In non-English speaking countries the choice of second language is obvious, that which will be of most use: English.
What's of most use to us? On the basis of global usage as a first language the contenders are Chinese and Spanish. But no, our real language skilll is that we can understand foreigners' slaughtered english - I can understand the Indian call center (usually).
Sometimes I can even understand a few words of Glaswegian (usually of the 4 letter variety).
On the other hand when I've attempted to speak a foreign language the natives seem unable to understand - because I said "le table" which is of course complete nonsense, it should be "la table" (or is it the other way round?) - the French seem unable to let that pass, at best they will correct me (whereas a Brit would rarely correct their "ze table" to "the table").

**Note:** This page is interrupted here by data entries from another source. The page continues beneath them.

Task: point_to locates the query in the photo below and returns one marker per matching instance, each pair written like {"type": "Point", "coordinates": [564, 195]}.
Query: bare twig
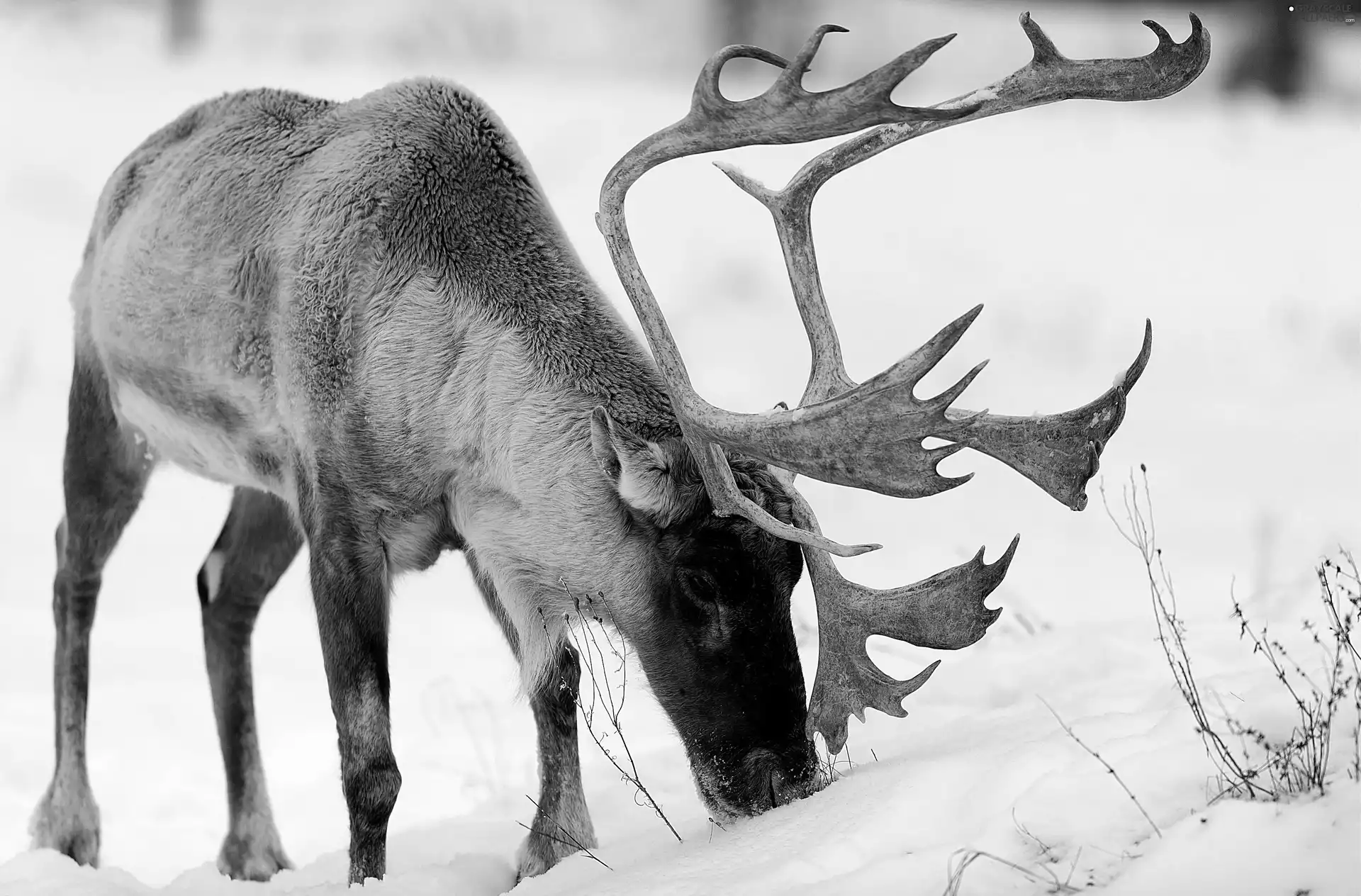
{"type": "Point", "coordinates": [1046, 850]}
{"type": "Point", "coordinates": [602, 699]}
{"type": "Point", "coordinates": [1269, 767]}
{"type": "Point", "coordinates": [1142, 535]}
{"type": "Point", "coordinates": [968, 857]}
{"type": "Point", "coordinates": [1097, 758]}
{"type": "Point", "coordinates": [571, 841]}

Language is how we communicate. When I was 8 I was the only one in my school who'd been outside UK, few Brits had much need to know a foreign language. Now I can sit here and communicate instantly around the globe, and for that to be effective we need a common language. Minority Languages are dying out for good reason, keep them on life-support as museum pieces if you like but don't expect anyone else to make allowances for them.
BTW - My proposal is that the EC should adopt an official language and put an end to the "tower of babel", the waste of translating all EC communication into 27(?) languages. I wonder which language they would agree on...
OK, but what about Braille?
Isn't that a representation of latin text in Braille form?